Dos gabinetes altos e húmidos

O Estado precisa de pessoas competentes que não fiquem reféns do emaranhado dos decretos e portarias e estejam dispostas a procurar soluções no quadro legal.

O Programa Revive é o Estado e a Administração Pública a funcionarem como nós gostaríamos que funcionassem sempre. Nem parece verdade, mas é verdade.

Como é possível que uma iniciativa do Estado, que envolve vários ministérios, em colaboração com autarquias locais e a coordenação do Turismo de Portugal, consiga de forma célere promover e agilizar a reabilitação e valorização de património público que se encontra devoluto, através da concessão a privados da sua exploração por concurso?

Os detratores, do quadro de maledicência definitiva, dirão que este programa não é original, mas apenas uma réplica ou continuidade do velho programa Pousadas de Portugal. Sim, até pode ter alguma influência, mas o certo é que resolveu um nosso problema antigo de um solar setecentista de Paredes de Coura que se deteriorava de ano para ano, sem fim à vista.

A partir do momento que decidimos integrar o Solar Casa do Outeiro neste programa, tudo aconteceu de forma rápida, porque contámos com a ajuda e o pragmatismo de todos os parceiros da administração pública. Na cerimónia de Paredes de Coura, Teresa Monteiro, do Turismo de Portugal, adiantou que as 20 concessões adjudicadas, desde do arranque do programa em 2016, representaram um investimento privado estimado em cerca de 149,5 milhões de euros e rendas anuais para o Estado na ordem dos 2,5 milhões de euros. 

Isto só foi possível, porque, como disse a secretária de Estado do Turismo, Rita Marques, os privados têm confiança na estratégia seguida, bem como no futuro do setor. E têm confiança, porque toda a gente que está envolvida neste programa coopera, trabalha e arregaça as mangas sem ter medo de exercer as suas competências.

O Estado precisa de pessoas competentes que não fiquem reféns do emaranhado dos decretos-lei e das portarias e estejam sempre dispostas a exercer o poder e a procurar soluções dentro do quadro legal. Se ninguém quiser correr riscos e não mexer muito para não cometer erros, então não nos restará mais do que um Estado distante, solitário, lento e ineficiente com o seu escol acomodado e entrincheirado com medo de fazer, enquanto se espera pela reforma ou por uma promoção por serenidade profissional.
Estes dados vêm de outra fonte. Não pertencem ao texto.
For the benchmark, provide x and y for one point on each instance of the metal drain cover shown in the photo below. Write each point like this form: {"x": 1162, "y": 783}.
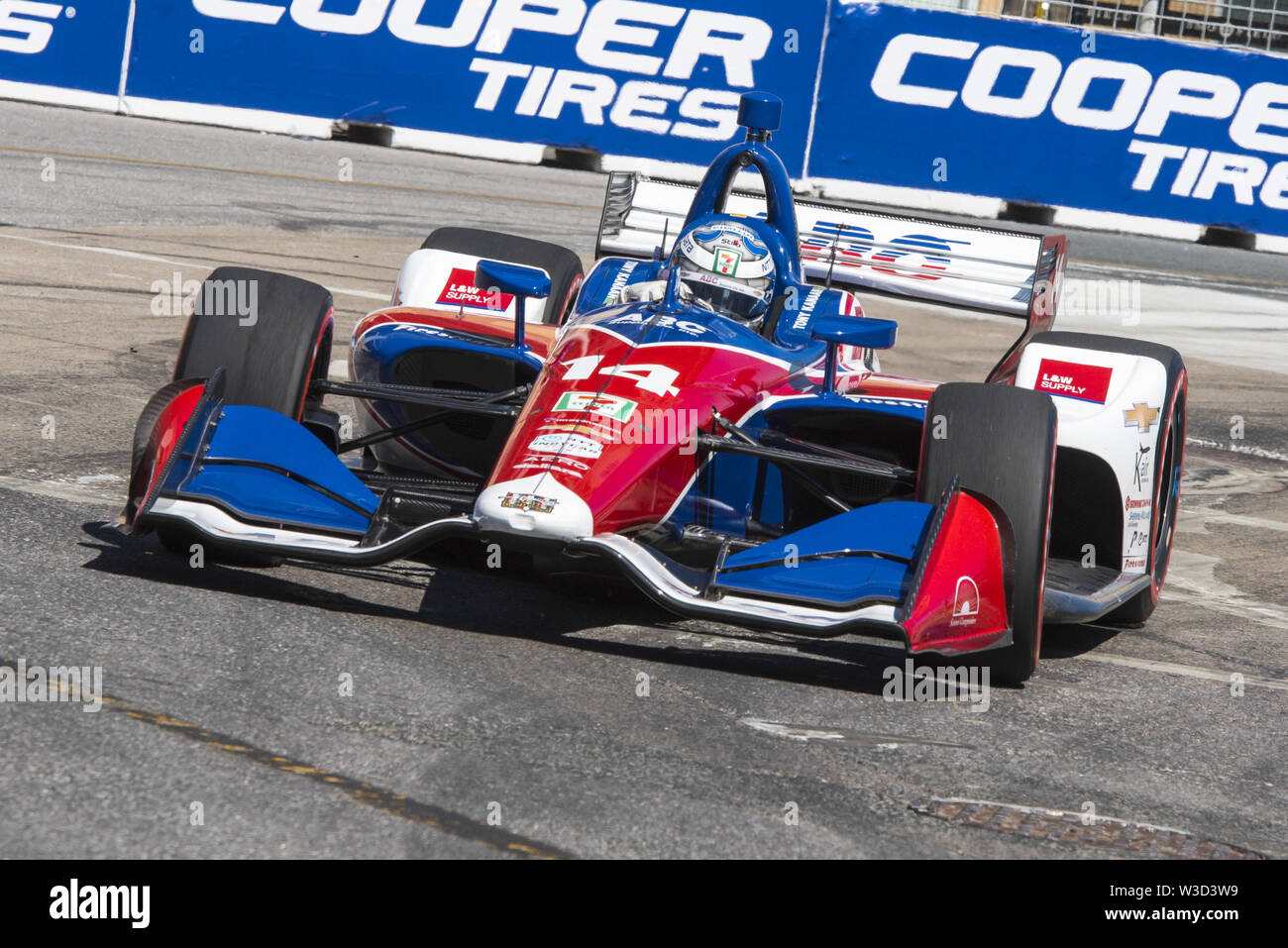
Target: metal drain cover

Precisamos, pois, de um Estado que decida. De governantes pragmáticos, com capacidade de decisão, e de administradores e diretores diligentes que não se refugiem na eterna mediocridade irónica do “eles vêm e vão e nós continuamos cá”. Sim continuam lá, à espera do final do dia, enquanto cheiram os fungos dos gabinetes altos e húmidos. Porque diz a tradição que o sossego e a falta de movimento reduzem, substancialmente, o erro ou a probabilidade de arranjar problemas. 

Precisamos de administradores e diretores que não se refugiem na mediocridade irónica do “eles vêm e vão e nós continuamos cá”. Sim, continuam lá, à espera do final do dia, enquanto cheiram os fungos dos gabinetes altos e húmidos

O Programa Revive é um exemplo da boa administração pública. É um bom exemplo de velocidade institucional e de cooperação na procura de novas soluções jurídicas que facilitam a regulação e inclusão de mais intervenientes, em articulação com o Estado, garantindo assim a promoção do desenvolvimento económico e cultural do país através da recuperação do património.
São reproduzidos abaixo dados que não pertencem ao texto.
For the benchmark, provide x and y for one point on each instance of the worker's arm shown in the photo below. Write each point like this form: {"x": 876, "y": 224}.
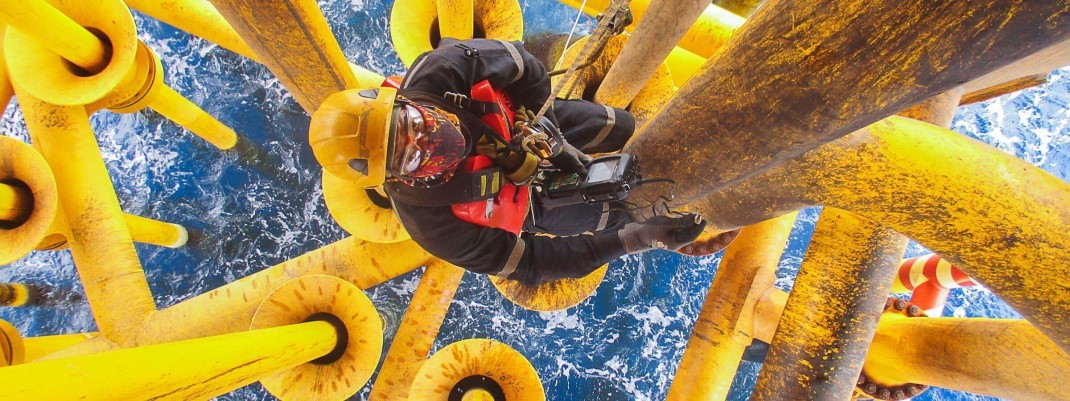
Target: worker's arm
{"x": 457, "y": 65}
{"x": 528, "y": 258}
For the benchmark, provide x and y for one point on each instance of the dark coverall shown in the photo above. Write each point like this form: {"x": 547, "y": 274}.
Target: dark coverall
{"x": 455, "y": 66}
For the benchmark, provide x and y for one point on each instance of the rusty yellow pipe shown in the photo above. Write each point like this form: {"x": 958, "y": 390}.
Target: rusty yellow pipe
{"x": 230, "y": 308}
{"x": 456, "y": 18}
{"x": 417, "y": 330}
{"x": 997, "y": 357}
{"x": 740, "y": 8}
{"x": 142, "y": 230}
{"x": 832, "y": 310}
{"x": 648, "y": 46}
{"x": 294, "y": 42}
{"x": 101, "y": 244}
{"x": 143, "y": 89}
{"x": 1002, "y": 220}
{"x": 193, "y": 369}
{"x": 6, "y": 91}
{"x": 56, "y": 31}
{"x": 39, "y": 346}
{"x": 16, "y": 203}
{"x": 198, "y": 17}
{"x": 739, "y": 116}
{"x": 713, "y": 28}
{"x": 724, "y": 326}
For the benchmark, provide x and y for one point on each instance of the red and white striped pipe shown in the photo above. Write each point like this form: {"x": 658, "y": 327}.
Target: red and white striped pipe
{"x": 930, "y": 278}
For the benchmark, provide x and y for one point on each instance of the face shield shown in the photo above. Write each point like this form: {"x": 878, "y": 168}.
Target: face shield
{"x": 428, "y": 143}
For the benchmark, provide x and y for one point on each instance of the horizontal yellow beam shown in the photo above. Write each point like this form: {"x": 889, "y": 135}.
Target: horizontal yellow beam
{"x": 55, "y": 31}
{"x": 193, "y": 369}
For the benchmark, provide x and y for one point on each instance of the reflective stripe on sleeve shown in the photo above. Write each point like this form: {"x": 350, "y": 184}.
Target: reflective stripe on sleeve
{"x": 610, "y": 122}
{"x": 510, "y": 265}
{"x": 516, "y": 58}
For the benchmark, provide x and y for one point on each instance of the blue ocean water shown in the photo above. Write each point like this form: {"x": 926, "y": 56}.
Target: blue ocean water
{"x": 250, "y": 211}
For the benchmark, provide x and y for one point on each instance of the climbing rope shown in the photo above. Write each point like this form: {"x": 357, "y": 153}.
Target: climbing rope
{"x": 612, "y": 21}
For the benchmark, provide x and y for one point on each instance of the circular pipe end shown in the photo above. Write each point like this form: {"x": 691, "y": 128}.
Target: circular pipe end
{"x": 342, "y": 372}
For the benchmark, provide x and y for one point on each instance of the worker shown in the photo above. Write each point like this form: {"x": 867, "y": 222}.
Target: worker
{"x": 426, "y": 135}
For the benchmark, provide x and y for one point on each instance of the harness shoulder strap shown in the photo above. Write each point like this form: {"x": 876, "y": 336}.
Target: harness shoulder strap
{"x": 463, "y": 187}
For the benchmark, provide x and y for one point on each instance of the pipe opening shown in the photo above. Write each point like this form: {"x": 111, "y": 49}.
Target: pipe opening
{"x": 25, "y": 193}
{"x": 477, "y": 32}
{"x": 475, "y": 383}
{"x": 340, "y": 330}
{"x": 78, "y": 71}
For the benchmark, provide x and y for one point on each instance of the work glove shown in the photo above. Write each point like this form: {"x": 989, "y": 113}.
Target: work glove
{"x": 663, "y": 232}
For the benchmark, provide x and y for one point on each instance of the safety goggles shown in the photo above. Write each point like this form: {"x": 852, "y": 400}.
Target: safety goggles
{"x": 427, "y": 142}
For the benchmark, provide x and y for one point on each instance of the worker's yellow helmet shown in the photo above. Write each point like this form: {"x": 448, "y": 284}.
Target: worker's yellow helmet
{"x": 350, "y": 134}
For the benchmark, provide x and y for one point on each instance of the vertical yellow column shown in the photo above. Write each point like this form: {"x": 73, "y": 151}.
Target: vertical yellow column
{"x": 101, "y": 244}
{"x": 294, "y": 42}
{"x": 456, "y": 18}
{"x": 725, "y": 325}
{"x": 997, "y": 357}
{"x": 417, "y": 330}
{"x": 832, "y": 311}
{"x": 193, "y": 369}
{"x": 5, "y": 89}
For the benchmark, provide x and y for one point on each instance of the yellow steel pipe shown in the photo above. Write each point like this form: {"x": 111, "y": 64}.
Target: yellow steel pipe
{"x": 832, "y": 310}
{"x": 198, "y": 17}
{"x": 294, "y": 42}
{"x": 1002, "y": 220}
{"x": 416, "y": 334}
{"x": 193, "y": 369}
{"x": 6, "y": 91}
{"x": 651, "y": 43}
{"x": 14, "y": 294}
{"x": 231, "y": 307}
{"x": 997, "y": 357}
{"x": 56, "y": 31}
{"x": 16, "y": 203}
{"x": 142, "y": 230}
{"x": 456, "y": 18}
{"x": 740, "y": 8}
{"x": 101, "y": 244}
{"x": 39, "y": 346}
{"x": 712, "y": 30}
{"x": 725, "y": 325}
{"x": 737, "y": 118}
{"x": 179, "y": 109}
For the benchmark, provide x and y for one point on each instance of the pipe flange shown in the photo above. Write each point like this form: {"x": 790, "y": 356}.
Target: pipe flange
{"x": 364, "y": 213}
{"x": 12, "y": 348}
{"x": 866, "y": 386}
{"x": 414, "y": 27}
{"x": 341, "y": 373}
{"x": 139, "y": 88}
{"x": 21, "y": 166}
{"x": 549, "y": 296}
{"x": 656, "y": 93}
{"x": 51, "y": 78}
{"x": 476, "y": 367}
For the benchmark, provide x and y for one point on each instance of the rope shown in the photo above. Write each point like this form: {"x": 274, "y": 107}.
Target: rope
{"x": 600, "y": 30}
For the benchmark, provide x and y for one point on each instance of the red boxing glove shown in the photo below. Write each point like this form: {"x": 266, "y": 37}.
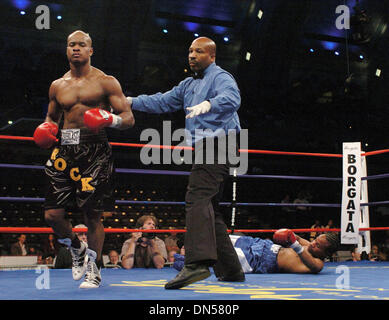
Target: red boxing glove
{"x": 45, "y": 135}
{"x": 97, "y": 119}
{"x": 287, "y": 238}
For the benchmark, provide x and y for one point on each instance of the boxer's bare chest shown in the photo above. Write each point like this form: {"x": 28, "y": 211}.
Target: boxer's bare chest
{"x": 73, "y": 92}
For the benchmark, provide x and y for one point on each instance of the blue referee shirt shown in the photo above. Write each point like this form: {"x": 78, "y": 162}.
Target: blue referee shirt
{"x": 217, "y": 85}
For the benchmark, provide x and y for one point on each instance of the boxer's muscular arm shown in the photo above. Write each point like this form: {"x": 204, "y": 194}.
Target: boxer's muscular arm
{"x": 54, "y": 111}
{"x": 118, "y": 101}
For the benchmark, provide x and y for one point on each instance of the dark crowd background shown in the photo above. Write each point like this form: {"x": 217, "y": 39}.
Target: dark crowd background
{"x": 306, "y": 86}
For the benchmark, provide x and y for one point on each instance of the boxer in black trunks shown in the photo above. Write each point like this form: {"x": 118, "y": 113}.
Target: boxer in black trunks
{"x": 80, "y": 168}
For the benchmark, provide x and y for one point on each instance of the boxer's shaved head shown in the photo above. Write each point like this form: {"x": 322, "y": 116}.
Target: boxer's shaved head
{"x": 83, "y": 35}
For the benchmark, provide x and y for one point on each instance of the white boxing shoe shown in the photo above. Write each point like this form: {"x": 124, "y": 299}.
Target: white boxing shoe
{"x": 80, "y": 261}
{"x": 92, "y": 275}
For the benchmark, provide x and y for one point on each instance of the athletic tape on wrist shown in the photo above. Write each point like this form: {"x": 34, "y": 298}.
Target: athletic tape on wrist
{"x": 297, "y": 247}
{"x": 116, "y": 121}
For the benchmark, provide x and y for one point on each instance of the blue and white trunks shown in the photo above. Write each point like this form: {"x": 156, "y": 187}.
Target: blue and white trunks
{"x": 256, "y": 255}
Se não tivermos esta consciência, a degradação institucional, burocrática e silenciosa da administração pública continuará a alimentar a contestação social, num mundo em mudança em que reformar é cada vez mais difícil. Quanto mais tempo demorarmos, mas exigentes e difíceis serão as reformas. Melhorar o desempenho institucional, através da criação de programas que estimulem a economia e criem riqueza, é o grande desafio. O Revive é um bom exemplo de como o sector público trabalha bem, rapidamente, e em parceria com os privados. Quando é assim o país agradece.